Stream processing, also known as streaming data or event processing, refers to the continuous processing of a series of unbounded data or events. In most cases, the system that processes streaming data or events allows you to specify a reliability pattern or processing semantics to ensure data accuracy. Network or device failures may cause a data loss.

Semantics can be classified into the following types based on the configurations of the Hologres streaming sink that you use and the attributes of the Hologres table:
  • Exactly-once: The system processes data or events only once even multiple faults occur.
  • At-least-once: If streaming data or events to be processed are lost, the system transfers the data again from the transmission source. Therefore, the system may process streaming data or events for multiple times. If the first retry succeeds, no further retries are required.
When you use streaming semantics in a Hologres result table, take note of the following points:
  • If no primary keys have been configured in the Hologres physical table, the Hologres streaming sink uses the at-least-once semantics.
  • If primary keys have been configured in the Hologres physical table, the Hologres streaming sink uses the exactly-once semantics based on the primary keys. If multiple records with the same primary key are written to the table, you must set the mutationType parameter to determine how the result table is updated. This parameter has the following valid values:
    • insertorignore (default value): Hologres keeps the first record and discards the subsequent records.
    • insertorreplace: Hologres completely replaces the existing record with the one that arrives later.
    • insertorupdate: Hologres partially replaces the existing record with the one that arrives later.
    Note
    • If the mutationType parameter is set to insertorupdate or insertorreplace, the system updates data based on the primary key.
    • The number of columns in the result table defined by Blink can be different from the number of columns in the Hologres physical table. Make sure that the value null can be used to fill the missing columns. Otherwise, an error is returned.
  • By default, the Hologres streaming sink can import data to only one non-partitioned table. If the sink imports data into the parent table of a partitioned table, data queries fail even if data import succeeds. To enable data to be automatically written to a partitioned table, you can set the partitionRouter parameter to true. Take note of the following points:
    • You must set tablename to the name of the parent table.
    • Blink connectors do not automatically create partitioned tables. We recommend that you create a partitioned table before you import data. Otherwise, the data fails to be imported.
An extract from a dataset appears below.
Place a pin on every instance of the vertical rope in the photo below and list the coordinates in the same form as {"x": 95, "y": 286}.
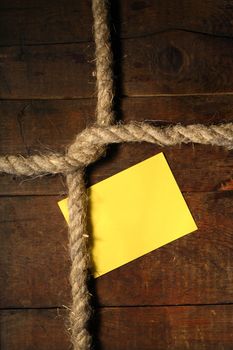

Merge data into a wide table

If you need to write data from multiple streaming jobs to one Hologres wide table, you can merge the data into a wide table.

For example, one Flink data stream contains fields A, B, and C, the other contains fields A, D, and E. The Hologres wide table WIDE_TABLE contains fields A, B, C, D, and E, among which field A is the primary key. You can perform the following operations:

  1. Execute Flink SQL statements to create two Hologres result tables. One table is used to declare fields A, B, and C, and the other is used to declare fields A, D, and E. Map the two result tables to the Hologres wide table WIDE_TABLE.
  2. Parameter settings of the two Hologres result tables:
    • Set mutatetype to insertorupdate. This indicates that data is updated based on the primary key.
    • Set ignoredelete to true. This prevents retraction messages from generating Delete requests.
  3. Insert data from the two Flink data streams into the two result tables.
Note Limits:
  • The wide table must have a primary key.
  • The data of each stream must contain all the fields in the primary key.
  • If the wide table is a column-oriented table and the requests per second (RPS) value is large, the CPU utilization increases. We recommend that you disable dictionary encoding for the fields in the table.

Data type mapping

Hologres BLINK
INT INT
INT[] ARRAY<INT>
BIGINT BIGINT
BIGINT[] ARRAY<BIGINT>
REAL FLOAT
REAL[] ARRAY<FLOAT>
DOUBLE PRECISION DOUBLE
DOUBLE PRECISION[] ARRAY<DOUBLE>
BOOLEAN BOOLEAN
BOOLEAN[] ARRAY<BOOLEAN>
TEXT VARCHAR
TEXT[] ARRAY<VARCHAR>
NUMERIC DECIMAL
DATE DATE
TIMESTAMP WITH TIMEZONE TIMESTAMP